O resultado é uma espécie de música contrapontística, em que cada aminoácido corresponde a uma nota, com os padrões musicais a reflectirem a geometria complicada da sequência do ADN que origina a proteína.
Padrões misteriosos
A proteína da espícula contém três cadeias de aminoácidos organizadas num padrão complexo, estruturas demasiado pequenas para serem vistas pelo olho mas que podem ser captadas pelo ouvido, defende no site do MIT o investigador Markus J. Buehler, que além de engenheiro é um compositor que se interessa por materiais biológicos e por sistemas vivos. “Representámos a estrutura física da proteína que tem estes padrões misteriosos como melodias entrelaçadas que formam uma composição em múltiplas camadas. A sequência de aminoácidos do pico da proteína, o seu padrão estrutural secundário, e os seus intricados envelopes tridimensionais estão todos caracterizados na peça musical.”

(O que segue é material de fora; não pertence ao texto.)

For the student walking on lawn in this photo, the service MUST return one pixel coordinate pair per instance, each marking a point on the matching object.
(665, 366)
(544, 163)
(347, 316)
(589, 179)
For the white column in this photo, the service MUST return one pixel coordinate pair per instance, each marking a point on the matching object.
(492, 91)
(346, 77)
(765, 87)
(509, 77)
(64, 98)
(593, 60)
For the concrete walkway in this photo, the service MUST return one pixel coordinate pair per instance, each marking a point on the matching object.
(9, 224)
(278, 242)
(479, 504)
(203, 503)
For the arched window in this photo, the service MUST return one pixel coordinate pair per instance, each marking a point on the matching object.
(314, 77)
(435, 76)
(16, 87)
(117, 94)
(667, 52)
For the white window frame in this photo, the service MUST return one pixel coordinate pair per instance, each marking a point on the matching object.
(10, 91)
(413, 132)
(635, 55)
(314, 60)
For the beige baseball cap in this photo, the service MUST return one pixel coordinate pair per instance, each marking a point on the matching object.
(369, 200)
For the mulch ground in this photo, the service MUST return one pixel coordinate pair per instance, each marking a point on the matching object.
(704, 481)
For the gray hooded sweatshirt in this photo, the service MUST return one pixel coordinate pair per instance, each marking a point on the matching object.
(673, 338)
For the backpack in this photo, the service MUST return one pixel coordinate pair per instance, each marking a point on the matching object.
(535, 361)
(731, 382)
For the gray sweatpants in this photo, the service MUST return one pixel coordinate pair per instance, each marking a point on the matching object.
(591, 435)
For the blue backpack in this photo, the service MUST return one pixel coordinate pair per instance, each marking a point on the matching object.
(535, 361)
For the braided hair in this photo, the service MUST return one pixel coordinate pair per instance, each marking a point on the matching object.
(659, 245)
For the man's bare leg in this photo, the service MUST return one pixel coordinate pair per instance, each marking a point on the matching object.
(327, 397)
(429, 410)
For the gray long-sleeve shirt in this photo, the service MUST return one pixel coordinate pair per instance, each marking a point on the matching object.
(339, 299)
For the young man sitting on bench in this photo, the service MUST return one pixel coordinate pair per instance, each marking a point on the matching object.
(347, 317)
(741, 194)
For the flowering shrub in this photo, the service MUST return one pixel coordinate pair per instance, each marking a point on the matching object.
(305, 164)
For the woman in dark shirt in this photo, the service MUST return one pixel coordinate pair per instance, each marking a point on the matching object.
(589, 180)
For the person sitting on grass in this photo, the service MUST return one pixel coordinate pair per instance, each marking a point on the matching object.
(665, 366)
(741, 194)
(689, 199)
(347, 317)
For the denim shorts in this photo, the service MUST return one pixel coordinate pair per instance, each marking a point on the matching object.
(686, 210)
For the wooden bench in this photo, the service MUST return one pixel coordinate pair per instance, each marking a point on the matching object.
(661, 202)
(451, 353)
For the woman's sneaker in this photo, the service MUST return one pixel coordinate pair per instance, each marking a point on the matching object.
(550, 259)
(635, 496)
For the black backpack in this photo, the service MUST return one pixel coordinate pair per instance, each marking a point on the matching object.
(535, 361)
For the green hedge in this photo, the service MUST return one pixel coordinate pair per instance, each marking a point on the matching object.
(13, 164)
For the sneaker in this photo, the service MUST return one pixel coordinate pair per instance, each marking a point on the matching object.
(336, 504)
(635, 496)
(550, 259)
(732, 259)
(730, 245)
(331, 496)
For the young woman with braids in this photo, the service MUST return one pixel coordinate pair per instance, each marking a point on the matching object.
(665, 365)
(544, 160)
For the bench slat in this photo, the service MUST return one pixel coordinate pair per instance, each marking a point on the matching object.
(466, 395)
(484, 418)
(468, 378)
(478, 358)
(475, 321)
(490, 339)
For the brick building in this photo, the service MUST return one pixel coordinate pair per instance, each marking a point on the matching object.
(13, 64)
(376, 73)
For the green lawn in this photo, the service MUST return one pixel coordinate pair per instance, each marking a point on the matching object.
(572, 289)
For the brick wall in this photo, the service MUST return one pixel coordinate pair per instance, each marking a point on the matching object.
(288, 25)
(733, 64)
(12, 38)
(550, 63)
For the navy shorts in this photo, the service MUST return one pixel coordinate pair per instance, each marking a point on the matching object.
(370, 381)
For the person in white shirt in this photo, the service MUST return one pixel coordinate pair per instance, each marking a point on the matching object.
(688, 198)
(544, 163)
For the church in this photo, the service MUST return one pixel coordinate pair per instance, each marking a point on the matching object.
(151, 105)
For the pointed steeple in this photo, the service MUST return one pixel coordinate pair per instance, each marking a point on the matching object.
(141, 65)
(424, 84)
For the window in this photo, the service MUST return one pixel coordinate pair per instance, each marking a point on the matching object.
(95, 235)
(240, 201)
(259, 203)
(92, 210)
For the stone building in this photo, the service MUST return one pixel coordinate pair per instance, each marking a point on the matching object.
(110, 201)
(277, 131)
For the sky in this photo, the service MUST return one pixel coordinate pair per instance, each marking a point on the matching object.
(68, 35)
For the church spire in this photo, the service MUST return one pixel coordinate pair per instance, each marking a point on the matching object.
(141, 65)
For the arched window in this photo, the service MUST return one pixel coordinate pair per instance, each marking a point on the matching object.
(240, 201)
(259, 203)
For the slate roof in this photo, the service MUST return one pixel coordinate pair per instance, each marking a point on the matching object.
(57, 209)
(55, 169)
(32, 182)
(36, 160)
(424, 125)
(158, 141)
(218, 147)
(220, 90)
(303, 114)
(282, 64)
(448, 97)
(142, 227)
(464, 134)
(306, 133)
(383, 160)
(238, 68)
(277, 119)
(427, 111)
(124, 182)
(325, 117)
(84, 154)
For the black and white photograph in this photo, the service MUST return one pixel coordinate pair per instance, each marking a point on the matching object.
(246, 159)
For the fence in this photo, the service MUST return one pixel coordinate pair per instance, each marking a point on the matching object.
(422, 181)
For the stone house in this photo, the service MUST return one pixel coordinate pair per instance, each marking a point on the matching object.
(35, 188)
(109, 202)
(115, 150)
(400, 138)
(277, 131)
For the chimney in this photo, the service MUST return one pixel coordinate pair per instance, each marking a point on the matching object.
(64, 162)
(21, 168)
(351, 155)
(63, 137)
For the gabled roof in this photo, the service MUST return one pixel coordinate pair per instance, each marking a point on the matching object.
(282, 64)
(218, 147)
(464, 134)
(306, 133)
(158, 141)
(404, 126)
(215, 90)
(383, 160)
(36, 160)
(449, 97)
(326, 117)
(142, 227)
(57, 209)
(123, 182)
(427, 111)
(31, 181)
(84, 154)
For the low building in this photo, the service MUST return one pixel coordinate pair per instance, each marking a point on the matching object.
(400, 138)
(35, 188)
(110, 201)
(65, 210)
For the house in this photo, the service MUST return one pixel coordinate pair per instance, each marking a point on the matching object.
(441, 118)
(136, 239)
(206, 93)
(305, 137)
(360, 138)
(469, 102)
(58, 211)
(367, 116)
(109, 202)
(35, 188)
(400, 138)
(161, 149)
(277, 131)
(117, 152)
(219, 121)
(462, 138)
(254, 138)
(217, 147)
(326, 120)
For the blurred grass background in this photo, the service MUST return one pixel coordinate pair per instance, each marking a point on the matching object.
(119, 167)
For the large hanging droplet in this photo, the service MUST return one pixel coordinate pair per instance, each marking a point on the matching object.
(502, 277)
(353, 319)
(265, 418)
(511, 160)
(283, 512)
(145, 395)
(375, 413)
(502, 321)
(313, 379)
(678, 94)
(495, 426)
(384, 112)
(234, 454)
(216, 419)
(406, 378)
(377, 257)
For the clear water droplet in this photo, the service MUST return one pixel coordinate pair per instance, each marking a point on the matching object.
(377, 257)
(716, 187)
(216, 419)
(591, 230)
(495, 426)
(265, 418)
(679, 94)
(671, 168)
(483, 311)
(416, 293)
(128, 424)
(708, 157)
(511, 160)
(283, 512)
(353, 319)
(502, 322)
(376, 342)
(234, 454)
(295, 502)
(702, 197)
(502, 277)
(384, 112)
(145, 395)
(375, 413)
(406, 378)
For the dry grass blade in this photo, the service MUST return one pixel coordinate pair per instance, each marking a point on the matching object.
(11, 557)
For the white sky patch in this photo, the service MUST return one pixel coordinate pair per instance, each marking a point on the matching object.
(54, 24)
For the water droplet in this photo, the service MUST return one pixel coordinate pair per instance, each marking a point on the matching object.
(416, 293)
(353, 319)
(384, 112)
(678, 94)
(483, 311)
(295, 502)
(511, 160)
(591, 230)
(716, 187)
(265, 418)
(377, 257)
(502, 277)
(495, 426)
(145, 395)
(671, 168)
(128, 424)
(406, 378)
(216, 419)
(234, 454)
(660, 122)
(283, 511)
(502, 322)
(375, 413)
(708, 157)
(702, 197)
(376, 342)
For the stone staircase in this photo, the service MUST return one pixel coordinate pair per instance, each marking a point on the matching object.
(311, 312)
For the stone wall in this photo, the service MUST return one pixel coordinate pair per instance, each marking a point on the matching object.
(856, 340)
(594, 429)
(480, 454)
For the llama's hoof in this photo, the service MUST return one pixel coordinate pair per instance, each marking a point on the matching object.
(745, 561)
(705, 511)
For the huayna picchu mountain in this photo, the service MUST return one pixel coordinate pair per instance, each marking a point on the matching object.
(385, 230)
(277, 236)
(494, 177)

E a que soa Contraponto Viral? Pedro Boléo, um dos críticos de música do PÚBLICO, enquadra a composição-sonificação do MIT a nosso pedido: “Minimal, contínua, de pulsação regular, com uso de sons sintetizados, mais estática que dinâmica...”
Esta música “relaxante” pode surpreender o nosso ouvido num primeiro momento, tal como o vírus engana as células ao início do ataque, comenta o investigador numa entrevista publicada no site sobre o seu trabalho: “O vírus tem uma habilidade inesperada para enganar e explorar o hospedeiro na forma como se multiplica. O seu genoma rapta a maquinaria da célula, o que lhe permite replicar-se, produzindo proteínas virais capazes de darem origem a novos vírus.”
A nova música tem o objectivo de revelar “as características vibratórias” dos picos, acrescenta o MIT. A vantagem desta tradução, explica Buehler, é que o nosso cérebro é muito competente a processar o som: “O nosso ouvido é capaz de captar, ao mesmo tempo, todas as características hierárquicas: tom, timbre, volume, melodia, ritmo e acordes. Precisávamos de um microscópio muito potente para ver os detalhes equivalentes numa imagem e nunca poderíamos ver tudo de uma só vez. O som é uma maneira elegante de ter acesso à informação guardada na proteína.”
Philip Glass ou Björk?
Markus J. Buehler espera que, escutando as diferentes vibrações do pico da proteína — vibrações que são sensíveis à temperatura, por exemplo —, os cientistas que combatem a covid-19 possam perceber porque é que o SARS CoV-2 gravita mais tempo à volta das células humanas do que outros vírus. “Também podemos usar a composição para desenvolver abordagens no fabrico de novos medicamentos contra o vírus. Procurar uma nova proteína que corresponda, em termos de melodia e ritmo, a um anticorpo capaz de se ligar à proteína do pico, afectando a sua capacidade de infectar.” Segundo a Science, é possível procurar nas bases de dados com outras proteínas sonificadas sequências que correspondam a estes pontos de entrada da proteína do vírus nas células.
Na plataforma da SoundCloud, alguém entusiasmado perguntava se a parte do entrelaçamento dos padrões misteriosos da proteínas não começava à 1h13m15s — a nova música dedicada ao pico da proteína do SARS CoV-2 dura uma hora, 48 minutos e 49 segundos —, enquanto outros diziam que por ali andavam influências dos músicos Philip Glass, Björk ou uma pitada da tradição sufi.